# Linear Regression: from math concepts to implementation

Linear Regression goal is to fit a straight line to the data, trying to capture what is the trend of the data. <br>
In this article we will start with a quick intuitive walk-through of the mathematics behind this well-known problem and we will implement the whole algorithm from scratch. Of course there are already many libraries that implement linear regression, but our goal is to understand how linear regression works and I found that the best way to do that is to implement it from scratch.<br>
In this article we will only explain how to fit a **straight line** to the data. In the next article we will explain also how to fit data that has not a linear  trend by creating non-linear model. So stay tuned!

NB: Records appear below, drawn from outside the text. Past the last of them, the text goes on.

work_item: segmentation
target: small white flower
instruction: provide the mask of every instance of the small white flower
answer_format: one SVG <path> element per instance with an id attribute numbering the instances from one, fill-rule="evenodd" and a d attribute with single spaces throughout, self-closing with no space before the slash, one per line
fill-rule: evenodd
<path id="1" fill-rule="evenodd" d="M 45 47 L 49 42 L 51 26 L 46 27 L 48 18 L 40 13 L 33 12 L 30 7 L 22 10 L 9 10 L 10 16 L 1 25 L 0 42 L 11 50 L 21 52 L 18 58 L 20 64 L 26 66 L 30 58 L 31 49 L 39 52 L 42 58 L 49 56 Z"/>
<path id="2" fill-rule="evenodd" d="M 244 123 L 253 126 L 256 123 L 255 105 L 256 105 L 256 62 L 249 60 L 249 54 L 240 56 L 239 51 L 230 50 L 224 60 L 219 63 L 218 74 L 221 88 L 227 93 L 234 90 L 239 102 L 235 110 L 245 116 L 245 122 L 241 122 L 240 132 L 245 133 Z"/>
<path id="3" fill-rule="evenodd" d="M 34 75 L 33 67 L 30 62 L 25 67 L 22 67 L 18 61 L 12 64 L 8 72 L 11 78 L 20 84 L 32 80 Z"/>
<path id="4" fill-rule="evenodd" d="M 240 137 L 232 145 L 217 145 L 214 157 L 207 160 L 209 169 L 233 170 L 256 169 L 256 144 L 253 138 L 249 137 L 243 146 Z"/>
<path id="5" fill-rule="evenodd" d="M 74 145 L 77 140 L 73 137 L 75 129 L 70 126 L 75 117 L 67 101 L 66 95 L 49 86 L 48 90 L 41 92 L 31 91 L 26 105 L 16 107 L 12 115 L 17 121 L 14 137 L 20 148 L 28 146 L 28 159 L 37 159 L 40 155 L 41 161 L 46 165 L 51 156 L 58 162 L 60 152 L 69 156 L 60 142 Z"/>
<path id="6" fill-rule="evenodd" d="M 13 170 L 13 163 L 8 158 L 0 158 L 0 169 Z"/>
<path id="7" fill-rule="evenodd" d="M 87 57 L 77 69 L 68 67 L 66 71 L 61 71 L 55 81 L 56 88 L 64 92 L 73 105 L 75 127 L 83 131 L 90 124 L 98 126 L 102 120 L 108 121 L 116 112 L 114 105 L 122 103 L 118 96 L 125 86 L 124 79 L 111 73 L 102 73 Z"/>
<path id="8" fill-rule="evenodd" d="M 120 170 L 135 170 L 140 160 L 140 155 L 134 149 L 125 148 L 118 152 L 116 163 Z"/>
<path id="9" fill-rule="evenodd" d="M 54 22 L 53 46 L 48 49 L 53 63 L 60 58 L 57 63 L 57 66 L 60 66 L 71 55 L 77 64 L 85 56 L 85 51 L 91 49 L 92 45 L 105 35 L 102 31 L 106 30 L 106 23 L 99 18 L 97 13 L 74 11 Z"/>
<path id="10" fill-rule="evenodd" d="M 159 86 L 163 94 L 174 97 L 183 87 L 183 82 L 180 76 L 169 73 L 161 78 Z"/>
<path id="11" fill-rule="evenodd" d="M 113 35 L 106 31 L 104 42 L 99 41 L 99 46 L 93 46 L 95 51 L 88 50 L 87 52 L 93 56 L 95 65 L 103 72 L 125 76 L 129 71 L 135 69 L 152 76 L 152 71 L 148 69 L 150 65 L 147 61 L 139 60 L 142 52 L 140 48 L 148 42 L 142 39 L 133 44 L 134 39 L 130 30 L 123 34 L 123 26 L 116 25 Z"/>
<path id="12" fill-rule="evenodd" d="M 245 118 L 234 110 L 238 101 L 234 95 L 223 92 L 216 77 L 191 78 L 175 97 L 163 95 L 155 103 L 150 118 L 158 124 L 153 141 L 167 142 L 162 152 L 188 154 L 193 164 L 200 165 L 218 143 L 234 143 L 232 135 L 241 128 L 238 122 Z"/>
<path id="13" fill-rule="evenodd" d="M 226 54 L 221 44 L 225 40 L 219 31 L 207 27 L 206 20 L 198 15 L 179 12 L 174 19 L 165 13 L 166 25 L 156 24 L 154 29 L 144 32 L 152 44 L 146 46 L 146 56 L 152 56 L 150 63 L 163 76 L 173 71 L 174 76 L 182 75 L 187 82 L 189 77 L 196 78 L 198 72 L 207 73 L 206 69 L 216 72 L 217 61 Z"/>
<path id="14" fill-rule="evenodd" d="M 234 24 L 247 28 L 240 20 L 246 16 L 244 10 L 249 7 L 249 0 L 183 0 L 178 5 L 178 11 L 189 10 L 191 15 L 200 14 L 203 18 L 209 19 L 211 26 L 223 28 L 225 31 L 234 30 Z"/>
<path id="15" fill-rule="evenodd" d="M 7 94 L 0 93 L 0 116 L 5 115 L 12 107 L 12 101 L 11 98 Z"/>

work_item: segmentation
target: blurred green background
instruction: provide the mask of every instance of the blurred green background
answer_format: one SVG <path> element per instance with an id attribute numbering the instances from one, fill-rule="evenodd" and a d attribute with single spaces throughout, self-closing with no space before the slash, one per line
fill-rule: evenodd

Let's look into some math aspetcs and then proceed to implementation!

The objective of linear regression is to minimize the cost function:

$$J(\theta) = \frac{1}{2m} \sum_{i=1}^{m} (h_\theta(x^{(i)}) - y^{(i)})^2$$

where the hypothesis $h_\theta$ is given by the linear model:

$$ h_\theta = \theta^T x = \theta_0 + \theta_1 x_1 $$

The model's parameters are the $\theta_j$ values. These are the values that need to be adjusted to minimize cost $J(\theta)$.
One way to do this is to use the batch gradient descent algorithm. In batch gradient descent, each iteration performs the update:

$$\theta_j := \theta_j - \frac{\alpha}{m} \sum_{i=1}^{m} (h_\theta(x^{(i)}) - y^{(i)}) x_j^{(i)}$$ (simultaneously update $\theta_j$ for all $j$);
With each step of gradient descent, the parameters $\theta_j$ come closer to the optimal values that will achieve the lowest cost $J(\theta)$.

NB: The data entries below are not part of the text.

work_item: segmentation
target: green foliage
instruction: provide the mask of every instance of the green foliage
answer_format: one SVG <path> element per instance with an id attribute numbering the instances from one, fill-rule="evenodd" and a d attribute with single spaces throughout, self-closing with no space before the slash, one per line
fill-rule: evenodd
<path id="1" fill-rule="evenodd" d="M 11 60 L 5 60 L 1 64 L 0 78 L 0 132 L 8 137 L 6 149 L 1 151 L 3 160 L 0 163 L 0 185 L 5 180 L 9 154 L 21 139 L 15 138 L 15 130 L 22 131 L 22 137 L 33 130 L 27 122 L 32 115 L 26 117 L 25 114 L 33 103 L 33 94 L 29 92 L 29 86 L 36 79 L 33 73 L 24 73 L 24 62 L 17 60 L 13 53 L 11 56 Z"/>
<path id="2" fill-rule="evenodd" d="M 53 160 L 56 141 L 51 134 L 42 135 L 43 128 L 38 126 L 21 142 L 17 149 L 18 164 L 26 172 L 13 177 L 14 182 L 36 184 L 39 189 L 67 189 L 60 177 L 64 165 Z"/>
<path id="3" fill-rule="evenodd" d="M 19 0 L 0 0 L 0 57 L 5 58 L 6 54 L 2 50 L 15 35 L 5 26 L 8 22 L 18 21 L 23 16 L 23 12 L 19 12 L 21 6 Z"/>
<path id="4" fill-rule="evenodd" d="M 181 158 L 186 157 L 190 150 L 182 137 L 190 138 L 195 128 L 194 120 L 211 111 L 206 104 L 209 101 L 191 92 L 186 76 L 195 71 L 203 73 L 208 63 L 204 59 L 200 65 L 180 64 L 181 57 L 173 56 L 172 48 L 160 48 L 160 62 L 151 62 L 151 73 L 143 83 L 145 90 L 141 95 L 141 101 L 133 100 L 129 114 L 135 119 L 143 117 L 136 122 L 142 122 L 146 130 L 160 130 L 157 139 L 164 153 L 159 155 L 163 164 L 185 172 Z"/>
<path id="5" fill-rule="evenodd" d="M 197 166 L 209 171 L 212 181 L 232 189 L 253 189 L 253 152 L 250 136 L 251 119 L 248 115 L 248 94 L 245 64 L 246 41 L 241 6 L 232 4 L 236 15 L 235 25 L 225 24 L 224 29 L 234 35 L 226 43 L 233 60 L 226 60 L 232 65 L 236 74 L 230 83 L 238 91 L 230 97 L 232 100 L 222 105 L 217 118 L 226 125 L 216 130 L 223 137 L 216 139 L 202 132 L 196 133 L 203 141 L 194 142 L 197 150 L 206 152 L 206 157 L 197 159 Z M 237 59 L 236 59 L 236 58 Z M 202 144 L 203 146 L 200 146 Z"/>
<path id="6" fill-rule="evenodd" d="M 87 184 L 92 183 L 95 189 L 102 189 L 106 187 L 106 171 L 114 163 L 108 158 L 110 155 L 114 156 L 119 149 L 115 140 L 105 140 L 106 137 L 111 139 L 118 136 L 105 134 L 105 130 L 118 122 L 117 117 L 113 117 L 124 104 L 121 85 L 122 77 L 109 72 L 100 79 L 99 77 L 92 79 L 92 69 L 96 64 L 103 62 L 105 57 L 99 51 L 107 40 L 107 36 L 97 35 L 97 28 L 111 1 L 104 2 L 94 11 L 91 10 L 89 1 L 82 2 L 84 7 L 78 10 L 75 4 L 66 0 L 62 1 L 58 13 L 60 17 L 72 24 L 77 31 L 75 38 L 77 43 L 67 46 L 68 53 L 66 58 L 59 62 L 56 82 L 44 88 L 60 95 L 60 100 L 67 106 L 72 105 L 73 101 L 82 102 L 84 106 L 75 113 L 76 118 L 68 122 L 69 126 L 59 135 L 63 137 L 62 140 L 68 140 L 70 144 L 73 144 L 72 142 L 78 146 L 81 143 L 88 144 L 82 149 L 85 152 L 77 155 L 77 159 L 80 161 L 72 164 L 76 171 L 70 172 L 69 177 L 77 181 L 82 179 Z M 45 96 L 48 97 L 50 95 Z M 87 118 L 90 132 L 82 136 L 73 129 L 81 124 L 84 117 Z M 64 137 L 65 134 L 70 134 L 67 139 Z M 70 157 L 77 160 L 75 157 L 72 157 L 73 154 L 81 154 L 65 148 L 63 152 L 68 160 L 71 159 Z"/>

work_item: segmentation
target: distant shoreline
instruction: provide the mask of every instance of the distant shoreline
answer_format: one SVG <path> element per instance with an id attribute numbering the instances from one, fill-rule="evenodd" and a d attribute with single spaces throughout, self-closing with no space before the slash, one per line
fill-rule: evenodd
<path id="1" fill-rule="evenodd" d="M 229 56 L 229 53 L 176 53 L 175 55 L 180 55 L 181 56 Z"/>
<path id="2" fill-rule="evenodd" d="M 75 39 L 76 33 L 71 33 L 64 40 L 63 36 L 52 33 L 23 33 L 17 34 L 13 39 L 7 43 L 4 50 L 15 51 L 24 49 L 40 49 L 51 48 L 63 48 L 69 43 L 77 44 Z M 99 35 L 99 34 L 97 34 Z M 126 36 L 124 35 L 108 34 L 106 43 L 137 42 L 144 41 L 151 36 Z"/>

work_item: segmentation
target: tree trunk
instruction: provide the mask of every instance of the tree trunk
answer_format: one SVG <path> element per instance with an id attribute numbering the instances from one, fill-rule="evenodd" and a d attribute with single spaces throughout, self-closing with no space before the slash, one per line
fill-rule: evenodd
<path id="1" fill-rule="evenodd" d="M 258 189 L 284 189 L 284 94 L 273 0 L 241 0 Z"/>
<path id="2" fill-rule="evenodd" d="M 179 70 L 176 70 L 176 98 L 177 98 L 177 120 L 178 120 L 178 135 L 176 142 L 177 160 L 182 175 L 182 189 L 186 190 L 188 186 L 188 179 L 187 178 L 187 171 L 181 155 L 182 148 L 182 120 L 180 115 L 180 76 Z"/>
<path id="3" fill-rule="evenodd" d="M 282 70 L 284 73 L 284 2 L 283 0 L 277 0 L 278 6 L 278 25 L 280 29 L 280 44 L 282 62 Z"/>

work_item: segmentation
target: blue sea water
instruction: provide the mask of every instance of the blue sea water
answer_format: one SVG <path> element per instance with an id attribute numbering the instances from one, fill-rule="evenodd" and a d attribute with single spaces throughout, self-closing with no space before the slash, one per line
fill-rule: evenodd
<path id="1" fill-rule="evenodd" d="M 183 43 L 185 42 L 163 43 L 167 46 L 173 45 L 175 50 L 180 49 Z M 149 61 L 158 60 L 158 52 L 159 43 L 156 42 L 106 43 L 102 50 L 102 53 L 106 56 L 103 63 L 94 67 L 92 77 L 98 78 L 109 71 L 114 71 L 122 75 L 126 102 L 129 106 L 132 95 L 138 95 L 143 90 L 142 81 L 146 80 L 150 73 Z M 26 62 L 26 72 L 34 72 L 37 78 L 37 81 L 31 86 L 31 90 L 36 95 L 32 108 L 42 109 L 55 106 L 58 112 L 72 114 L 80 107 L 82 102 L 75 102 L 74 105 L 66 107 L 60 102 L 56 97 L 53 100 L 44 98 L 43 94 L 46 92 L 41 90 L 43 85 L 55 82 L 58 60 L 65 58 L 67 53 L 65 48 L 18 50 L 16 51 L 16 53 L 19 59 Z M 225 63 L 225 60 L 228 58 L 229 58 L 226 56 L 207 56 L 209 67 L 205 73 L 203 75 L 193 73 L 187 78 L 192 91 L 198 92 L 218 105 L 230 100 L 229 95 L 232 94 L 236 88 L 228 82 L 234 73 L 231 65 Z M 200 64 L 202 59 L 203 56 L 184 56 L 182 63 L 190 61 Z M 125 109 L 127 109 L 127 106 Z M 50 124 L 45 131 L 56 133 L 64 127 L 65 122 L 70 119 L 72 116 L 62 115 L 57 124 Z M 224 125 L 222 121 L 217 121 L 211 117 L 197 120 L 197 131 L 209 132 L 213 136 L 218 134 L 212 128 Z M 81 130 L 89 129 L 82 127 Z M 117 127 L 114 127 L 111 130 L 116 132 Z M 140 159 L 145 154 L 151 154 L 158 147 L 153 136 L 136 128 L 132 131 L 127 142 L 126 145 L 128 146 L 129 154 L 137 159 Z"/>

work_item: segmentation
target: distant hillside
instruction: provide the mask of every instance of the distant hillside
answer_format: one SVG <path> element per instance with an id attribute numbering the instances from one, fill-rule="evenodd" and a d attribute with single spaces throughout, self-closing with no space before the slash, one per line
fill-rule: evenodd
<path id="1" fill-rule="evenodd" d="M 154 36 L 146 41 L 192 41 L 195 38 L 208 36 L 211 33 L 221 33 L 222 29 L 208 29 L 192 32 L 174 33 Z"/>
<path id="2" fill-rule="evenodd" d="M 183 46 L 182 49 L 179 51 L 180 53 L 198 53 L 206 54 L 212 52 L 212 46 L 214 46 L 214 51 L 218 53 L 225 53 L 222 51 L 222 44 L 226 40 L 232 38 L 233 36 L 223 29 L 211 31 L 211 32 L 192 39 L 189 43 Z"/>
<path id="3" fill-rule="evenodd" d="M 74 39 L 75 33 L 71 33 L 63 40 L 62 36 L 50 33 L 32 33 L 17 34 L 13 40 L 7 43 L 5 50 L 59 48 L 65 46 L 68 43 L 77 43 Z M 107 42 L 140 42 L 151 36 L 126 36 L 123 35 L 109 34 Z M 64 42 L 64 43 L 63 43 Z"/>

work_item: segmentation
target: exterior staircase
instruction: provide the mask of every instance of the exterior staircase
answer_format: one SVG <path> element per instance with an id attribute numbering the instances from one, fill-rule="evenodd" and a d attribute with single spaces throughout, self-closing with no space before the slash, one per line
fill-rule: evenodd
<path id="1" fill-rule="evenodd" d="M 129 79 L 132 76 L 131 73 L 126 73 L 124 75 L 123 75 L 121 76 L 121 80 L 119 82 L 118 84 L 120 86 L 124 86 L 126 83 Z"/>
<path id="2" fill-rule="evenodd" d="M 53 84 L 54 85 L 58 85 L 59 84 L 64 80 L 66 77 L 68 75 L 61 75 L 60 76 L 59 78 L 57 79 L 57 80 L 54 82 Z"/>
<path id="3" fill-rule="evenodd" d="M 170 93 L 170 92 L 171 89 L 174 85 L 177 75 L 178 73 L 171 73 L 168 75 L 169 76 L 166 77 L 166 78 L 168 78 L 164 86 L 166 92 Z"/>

## Linear Regression with one variable

In this part we will implement linear regression with one variable to predict profits for a food truck. Suppose you are a CEO of a restaurant franchise and are considering different cities for opening a new outlet. The chain already has trucks in various cities and you have data for profits and populations from cities. You would like to use this data to help you select which city to exapend to next.

In [36]:
import numpy as np
import pandas as pd
import matplotlib.pyplot as plt

In [47]:
plt.style.use('ggplot')
plt.rcParams['figure.figsize'] = (18, 12)
from IPython.core.display import display, HTML
display(HTML("<style>.rendered_html { font-size: 17px; }</style>"))

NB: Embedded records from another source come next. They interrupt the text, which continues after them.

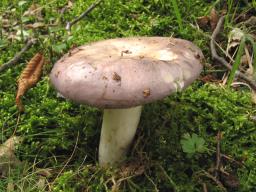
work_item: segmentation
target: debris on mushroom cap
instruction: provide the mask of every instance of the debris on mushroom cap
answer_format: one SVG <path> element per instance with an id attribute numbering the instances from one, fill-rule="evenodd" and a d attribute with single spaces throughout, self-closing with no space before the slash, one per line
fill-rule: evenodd
<path id="1" fill-rule="evenodd" d="M 66 54 L 50 77 L 58 92 L 75 102 L 128 108 L 186 88 L 199 76 L 202 59 L 201 50 L 182 39 L 110 39 Z"/>

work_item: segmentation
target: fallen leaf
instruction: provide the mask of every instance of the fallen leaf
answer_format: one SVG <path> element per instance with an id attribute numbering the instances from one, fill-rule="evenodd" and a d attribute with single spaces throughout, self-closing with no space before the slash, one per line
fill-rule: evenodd
<path id="1" fill-rule="evenodd" d="M 16 105 L 19 111 L 24 111 L 24 106 L 21 102 L 21 96 L 23 96 L 29 88 L 38 82 L 41 76 L 43 64 L 44 56 L 40 53 L 37 53 L 22 71 L 18 80 L 18 91 L 16 95 Z"/>

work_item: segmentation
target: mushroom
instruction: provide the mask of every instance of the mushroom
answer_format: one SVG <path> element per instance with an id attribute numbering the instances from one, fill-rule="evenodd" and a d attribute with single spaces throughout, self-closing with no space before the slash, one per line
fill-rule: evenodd
<path id="1" fill-rule="evenodd" d="M 65 98 L 104 109 L 100 165 L 123 161 L 142 105 L 191 84 L 203 54 L 189 41 L 169 37 L 118 38 L 71 50 L 54 65 L 53 86 Z"/>

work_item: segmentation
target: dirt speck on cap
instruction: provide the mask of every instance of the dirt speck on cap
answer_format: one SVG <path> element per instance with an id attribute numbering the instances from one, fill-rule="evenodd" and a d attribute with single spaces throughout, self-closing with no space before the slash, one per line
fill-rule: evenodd
<path id="1" fill-rule="evenodd" d="M 122 78 L 120 75 L 118 75 L 116 72 L 114 72 L 112 79 L 115 81 L 121 81 Z"/>
<path id="2" fill-rule="evenodd" d="M 150 96 L 150 89 L 149 89 L 149 88 L 143 90 L 143 96 L 144 96 L 145 98 L 148 97 L 148 96 Z"/>

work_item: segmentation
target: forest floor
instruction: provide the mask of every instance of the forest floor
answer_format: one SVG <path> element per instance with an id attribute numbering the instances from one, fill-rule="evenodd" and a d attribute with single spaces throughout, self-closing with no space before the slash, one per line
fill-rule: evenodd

data = np.loadtxt('ex1data1.txt', delimiter=',')
X = data[:, 0]
y = data[:, 1]

Before starting on any task, it is often useful to understand the data by visualizing it. For this dataset, you can use a scatter plot to visualize it since it has only two properties to plot (profit and population). Nevertheless, many other problems that you will encounter in real life are multi-dimensional and therefore can't be plotted on a 2-d plot.

In [6]:
# create figure
#fig = plt.figure()
# adjust figure's size
#ax = fig.add_subplot(1, 1, 1) 
# plot X data and the relative labels y
#ax.plot(X, y, 'x', markersize=15, linewidth=7)
#ax.scatter(X, y, s=500, marker='x',color='r',linewidths=8)
# set label y
#plt.ylabel('Profit in $10Ks')
# set label x 
#plt.xlabel('Population of City in 10Ks')
# show the figure
#plt.show()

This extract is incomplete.